L'officier chargé de l'opération ne porta même pas la main à son étui en voyant approcher ces deux hommes blancs d'âge mûr, débraillés, hors d'haleine. Le maigre aux yeux rouges criait au secours dans un malais correct. Rapidement présenté (duc, duc Pons), il haleta un résumé des faits dont l'aspect décousu pouvait provenir de son affolement. Ce n'était que la grosse vérité, à peine brodée, soulagée pour son bien de pertinents détails: des exaltés venaient d'envahir la plantation, séquestrant les patrons, brutalisant la maîtrise et terrorisant le salariat. Les choses paraissaient critiques, diagnostiqua le duc, ces hommes étant froidement déterminés. On pourrait cependant profiter du relâchement momentané de leur vigilance, auquel son collègue et lui-même devaient d'avoir pu fuir. Par mouvements urgents, à peine synchronisés, il désigna aux militaires le dortoir des contremaîtres derrière un comité de palétuviers, s'offrant à les y guider: le moment semblait mûr pour juguler la subversion, même s'il fallait toujours compter sur quelque poche de résistance.

L'officier réfléchit brièvement, puis tourna la tête en levant la main vers ses hommes, qui emboîtèrent uniment son pas de gymnastique. On laissa quelques gardes à l'entrée, vers qui le duc Pons courut se faire connaître. Toujours suivi de Charles il revint voleter en tête de colonne, harcelant l'officier de suggestions essoufflées, bourdonnant parmi les hommes de troupe sous le ronflement de la grosse mouche de fer, ce qui énervait doublement tout le monde.

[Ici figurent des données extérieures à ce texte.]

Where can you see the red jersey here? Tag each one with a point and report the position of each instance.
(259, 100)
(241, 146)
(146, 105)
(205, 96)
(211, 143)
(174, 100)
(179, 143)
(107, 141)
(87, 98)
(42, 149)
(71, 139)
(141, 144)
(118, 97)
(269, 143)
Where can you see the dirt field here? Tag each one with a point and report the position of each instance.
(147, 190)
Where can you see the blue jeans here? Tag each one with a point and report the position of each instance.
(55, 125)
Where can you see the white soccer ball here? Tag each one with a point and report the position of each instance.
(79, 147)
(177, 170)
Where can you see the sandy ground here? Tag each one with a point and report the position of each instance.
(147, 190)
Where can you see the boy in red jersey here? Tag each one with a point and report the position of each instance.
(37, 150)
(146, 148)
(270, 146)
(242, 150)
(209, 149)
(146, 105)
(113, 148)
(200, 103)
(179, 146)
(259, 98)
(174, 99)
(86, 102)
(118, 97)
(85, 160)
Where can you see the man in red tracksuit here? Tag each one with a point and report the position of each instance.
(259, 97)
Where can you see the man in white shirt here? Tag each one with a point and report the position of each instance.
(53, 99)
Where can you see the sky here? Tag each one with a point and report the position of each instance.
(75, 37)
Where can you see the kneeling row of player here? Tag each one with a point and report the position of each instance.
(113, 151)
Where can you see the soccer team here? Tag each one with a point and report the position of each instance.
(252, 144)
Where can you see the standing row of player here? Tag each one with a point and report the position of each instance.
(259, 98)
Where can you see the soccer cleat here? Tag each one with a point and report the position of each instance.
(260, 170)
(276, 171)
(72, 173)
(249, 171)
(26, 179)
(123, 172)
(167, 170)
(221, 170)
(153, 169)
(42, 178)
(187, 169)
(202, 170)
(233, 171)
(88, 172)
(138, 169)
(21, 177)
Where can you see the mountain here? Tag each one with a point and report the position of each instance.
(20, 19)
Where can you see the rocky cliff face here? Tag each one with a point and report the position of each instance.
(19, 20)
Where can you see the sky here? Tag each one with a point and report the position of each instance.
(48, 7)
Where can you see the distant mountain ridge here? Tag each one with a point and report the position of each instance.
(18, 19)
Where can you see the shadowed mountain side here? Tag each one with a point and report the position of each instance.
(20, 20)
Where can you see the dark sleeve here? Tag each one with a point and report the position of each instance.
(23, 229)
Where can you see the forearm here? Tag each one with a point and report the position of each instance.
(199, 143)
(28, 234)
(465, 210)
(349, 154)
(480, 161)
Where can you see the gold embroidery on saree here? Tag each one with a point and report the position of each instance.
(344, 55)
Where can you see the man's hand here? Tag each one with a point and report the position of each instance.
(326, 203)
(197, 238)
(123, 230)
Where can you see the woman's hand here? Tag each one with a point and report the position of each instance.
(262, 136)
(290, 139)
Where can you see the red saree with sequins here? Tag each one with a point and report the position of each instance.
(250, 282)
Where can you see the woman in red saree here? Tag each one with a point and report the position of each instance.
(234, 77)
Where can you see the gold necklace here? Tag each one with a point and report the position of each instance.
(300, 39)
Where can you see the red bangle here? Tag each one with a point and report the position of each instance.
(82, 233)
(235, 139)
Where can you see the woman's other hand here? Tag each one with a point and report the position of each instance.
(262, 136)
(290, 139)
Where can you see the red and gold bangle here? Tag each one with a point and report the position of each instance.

Sur la foi de ses indications, les forces de l'ordre investirent donc la chambrée des Chinois. Un certain désordre s'ensuivit, confusion fertile en dénis, protestations, rancœurs. On s'empoigna dans tous les sens, réglant à l'occasion de vieux comptes hors sujet. L'officier n'y entendait plus rien, demandait un responsable, exigea qu'on lui trouvât un responsable. Kok Keok Choo finit par se présenter, rétablit la vérité des faits désigna la villa Jouvin comme le vrai centre nerveux du trouble. Un moment s'écoula avant que l'officier réalisât que cette version des événements différait fort de celle de Pons, vers qui, tout interrogatif, il se tourna – mais bien sûr que le duc n'était plus là.

Bien sûr qu'il courait à travers la forêt, son ami Charles derrière lui. Ils avaient eu un peu plus de mal à se détacher de l'escouade qu'à sortir ensuite de la plantation, les braves gardes ayant su reconnaître en eux des alliés. Et maintenant ils couraient, remontant en sens inverse la piste empruntée quelques heures plus tôt. En beaucoup moins de temps qu'à l'aller, ils regagnèrent le bivouac où l'on avait rejoint Aw Aw et ses camarades. Désert, ce lieu n'avait pas beaucoup plus d'allure qu'un site de pique-nique le lundi matin, dans quelque espace boisé de la grande banlieue européenne – quoique la forêt malaise, plus puissamment biodégradante, accorde au papier gras un statut bien plus frêle, une espérance de moindre vie qu'à Fontainebleau. La Land Rover était toujours là, toute embuée de vert. Le duc s'approcha d'elle, tremblant, puis il s'arrêta net, fouilla ses poches avec fureur. Non, merde, énonça-t-il d'une voix morte. Les clefs.